Le modèle économique des cliniques passé au crible - La Semaine Vétérinaire n° 1831 du 22/11/2019
La Semaine Vétérinaire n° 1831 du 22/11/2019

ANALYSE

ACTU

Auteur(s) : FRANÇOISE SIGOT 

Une étude menée par l’ENVT a permis de dégager quelques grands enseignements sur l’organisation et l’activité économique des cliniques. Les charges de personnel et les ventes de médicaments sont deux postes méritant une attention toute particulière pour maintenir la rentabilité.

Face à l’évolution du contexte d’exercice de l’activité vétérinaire en productions animales, l’École nationale vétérinaire de Toulouse (ENVT) cherche, dans le cadre du plan ÉcoAntibio et en partenariat avec la Société nationale des groupements techniques vétérinaires, à faire la lumière sur le modèle économique des cliniques. Elle vient de franchir une première étape en analysant les comptes de 11 cliniques mixtes1. Pour réaliser cette étude, deux scénarios extrêmes ont été choisis.

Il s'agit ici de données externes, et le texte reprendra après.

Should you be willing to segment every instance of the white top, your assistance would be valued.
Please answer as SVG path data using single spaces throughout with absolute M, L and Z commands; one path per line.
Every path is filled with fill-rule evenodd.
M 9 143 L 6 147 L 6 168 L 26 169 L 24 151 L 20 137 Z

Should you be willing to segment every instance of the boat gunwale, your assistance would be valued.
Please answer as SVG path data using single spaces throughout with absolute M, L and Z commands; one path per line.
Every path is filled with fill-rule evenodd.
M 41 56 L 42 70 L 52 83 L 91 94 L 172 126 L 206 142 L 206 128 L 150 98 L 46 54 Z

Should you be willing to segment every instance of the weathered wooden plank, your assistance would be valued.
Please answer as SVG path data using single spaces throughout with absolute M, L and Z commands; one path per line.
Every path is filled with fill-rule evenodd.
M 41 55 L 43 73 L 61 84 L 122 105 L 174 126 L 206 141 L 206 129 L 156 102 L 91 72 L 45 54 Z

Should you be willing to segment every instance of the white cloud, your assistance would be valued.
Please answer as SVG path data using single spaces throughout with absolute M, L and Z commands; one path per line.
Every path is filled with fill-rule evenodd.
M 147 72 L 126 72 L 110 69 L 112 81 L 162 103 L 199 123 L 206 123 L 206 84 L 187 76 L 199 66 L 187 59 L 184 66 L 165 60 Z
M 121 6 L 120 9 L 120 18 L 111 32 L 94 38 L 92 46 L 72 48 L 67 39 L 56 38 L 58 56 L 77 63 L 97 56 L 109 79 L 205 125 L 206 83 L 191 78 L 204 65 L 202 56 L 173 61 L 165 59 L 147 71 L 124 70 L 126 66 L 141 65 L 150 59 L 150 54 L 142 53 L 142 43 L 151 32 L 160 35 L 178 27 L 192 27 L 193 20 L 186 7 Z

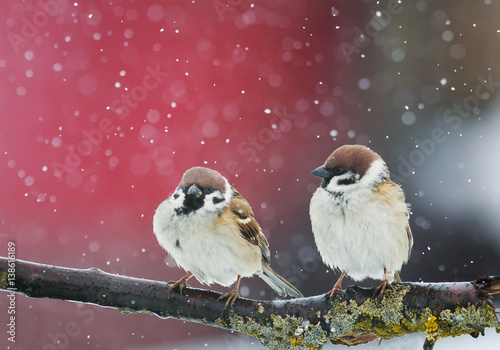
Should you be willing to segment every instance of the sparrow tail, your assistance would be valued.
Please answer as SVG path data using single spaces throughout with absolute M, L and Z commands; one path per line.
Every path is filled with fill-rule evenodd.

Le premier vise à répartir l’ensemble des charges de la clinique proportionnellement au chiffre d’affaires de tous les actes et à la marge commerciale sur la vente de médicaments. Le second part du principe que la vente de médicaments pendant une consultation ne nécessite pas de ressources humaines supplémentaires et donc ne justifie pas l’imputation de charges de personnel sur la marge commerciale réalisée avec la vente de médicaments. Partant de ces deux postulats, l’objectif était de voir comment se forme la marge nette des structures vétérinaires. « Dans le premier scénario, le taux de marge nette 2 est quasiment identique sur la vente de médicaments et sur les actes. Dans le second, nous constatons beaucoup plus de variabilité entre les différents actes », résume Didier Raboisson, enseignant-chercheur en économie de la santé animale à l’ENVT, et auteur de cette étude. Un autre enseignement tient à la grande variabilité des taux de marge entre les différentes structures étudiées. Cela signifie que beaucoup de structures disposent de marges de progrès importantes. C’est aussi pourquoi une autre étude portant sur un nombre plus important de cliniques va être lancée rapidement, avec l’espoir de dresser une sorte de profil type de la clinique qui dégage de la rentabilité.

Dépendance au médicament et marché du conseil

Sans attendre les résultats plus fins, l’étude qui vient d’être publiée permet d’ores et déjà de tirer quelques conclusions. « Il est essentiel de s’intéresser à la ventilation des charges de personnel. Cela signifie que, dans certaines cliniques, il faudra revoir l’orga nisation du travail, par exemple en limitant les chirurgies à quatre mains ou le concours d’une ASV sur certains actes », explique Didier Raboisson. L’autre conclusion de l’étude vient confirmer l’importance de la vente de médicaments pour garantir la rentabilité des cliniques. Pour l’activité rurale, suivant les scénarios, entre 67 et 80 % des profits proviennent de la délivrance des médicaments. Au contraire de l’activité canine pour laquelle ce pourcentage ne varie qu’entre 35 % à 44 %. « La forte dépendance à la délivrance du médicament vétérinaire est problématique, car la plupart des structures perdraient une grande partie de leurs revenus et surtout de leur marge en cas d’un éventuel découplage entre prescription et délivrance. Cela vaut surtout en rurale où le médicament est très rentable, mais aussi dans les autres secteurs », analyse Didier Raboisson. Là encore, une prochaine étude viendra affiner le poids de la vente de médicaments dans le chiffre d’affaires et dans la marge des différents types de cliniques. Au-delà de l’analyse financière, il s’agira également de parvenir à isoler quelques pistes de développement nouvelles pour pallier les pertes liées à un potentiel découplage. Évoluer vers du conseil est une solution qui sera notamment abordée lors des travaux complémentaires, afin de vérifier si un marché existe pour de telles prestations et, dans l’affirmative, comment il peut être exploité.

1 Les données collectées proviennent de structures vétérinaires de différents secteurs d’activité : animaux d’élevage, équidés, animaux de compagnie, etc.

2 Le taux de marge nette correspond au rapport entre la marge nette (ou profit) et le chiffre d’affaires. Il représente ce que rapporte 1 € facturé.